Personal information
- Born: March 18, 1898 Portland, Oregon
- Died: January 2, 1989 (aged 90) Long Beach, California

Career information
- High school: Franklin

= Gap Powell =

American football player (1898–1989)

George A. "Gap" Powell (March 18, 1898 – January 2, 1989) was an American football player.

==Early life==
Powell grew up in Portland, Oregon and was one of the first 12 students to graduate from Franklin High School.

==Football career==
He played fullback for Oregon State from 1918 to 1921 and became the university's first college football All-American in 1921. In the January 1922 issue of "Football World," Powell was named as the first-team All-American at the fullback position.

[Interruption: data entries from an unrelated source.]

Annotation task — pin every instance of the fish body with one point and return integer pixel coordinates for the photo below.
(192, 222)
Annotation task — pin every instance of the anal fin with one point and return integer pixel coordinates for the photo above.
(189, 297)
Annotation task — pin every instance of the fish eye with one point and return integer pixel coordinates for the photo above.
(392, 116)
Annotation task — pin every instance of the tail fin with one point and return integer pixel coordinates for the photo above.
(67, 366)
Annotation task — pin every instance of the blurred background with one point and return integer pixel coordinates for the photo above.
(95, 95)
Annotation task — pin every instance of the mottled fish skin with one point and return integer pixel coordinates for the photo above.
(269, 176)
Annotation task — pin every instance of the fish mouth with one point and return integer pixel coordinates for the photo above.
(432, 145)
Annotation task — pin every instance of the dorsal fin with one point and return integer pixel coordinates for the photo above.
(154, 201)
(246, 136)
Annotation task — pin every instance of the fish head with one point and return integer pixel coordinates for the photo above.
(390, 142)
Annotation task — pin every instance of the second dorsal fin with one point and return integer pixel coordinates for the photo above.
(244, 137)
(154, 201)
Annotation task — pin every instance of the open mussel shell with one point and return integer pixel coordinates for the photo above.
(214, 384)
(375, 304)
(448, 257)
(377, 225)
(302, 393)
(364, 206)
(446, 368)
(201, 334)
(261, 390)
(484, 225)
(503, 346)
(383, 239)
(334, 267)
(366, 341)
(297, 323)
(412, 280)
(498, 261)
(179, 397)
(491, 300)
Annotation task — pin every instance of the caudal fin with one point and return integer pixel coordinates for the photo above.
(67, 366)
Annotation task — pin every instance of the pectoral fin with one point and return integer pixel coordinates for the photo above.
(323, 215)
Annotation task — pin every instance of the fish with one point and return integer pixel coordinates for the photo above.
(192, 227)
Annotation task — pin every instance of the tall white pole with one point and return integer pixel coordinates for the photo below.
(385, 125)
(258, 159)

Powell was also a member of Oregon State's track team and won the Pacific Coast Conference shot put championship in 1920. He was inducted into the Oregon Sports Hall of Fame in 1982 and the Oregon State University Sports Hall of Fame in 1990.

==Business career==
After graduating from Oregon State in 1922 with a degree in business administration, Powell moved to Southern California where he went into the oil business. In 1922, he brought Richfield products to Long Beach, California, for the first time. He also ran a depot and a service station in Long Beach. He remained in the business that he called "the oil and gas game" for his entire career. He also formed a company, G.A. Powell Co., that was a distributor for Rio Grande products. In addition to his business interests, Powell was an active recruiter for Oregon State in Southern California and became known as "Mister Oregon State" in Southern California.

Powell died in Long Beach in 1989 at the age of 90.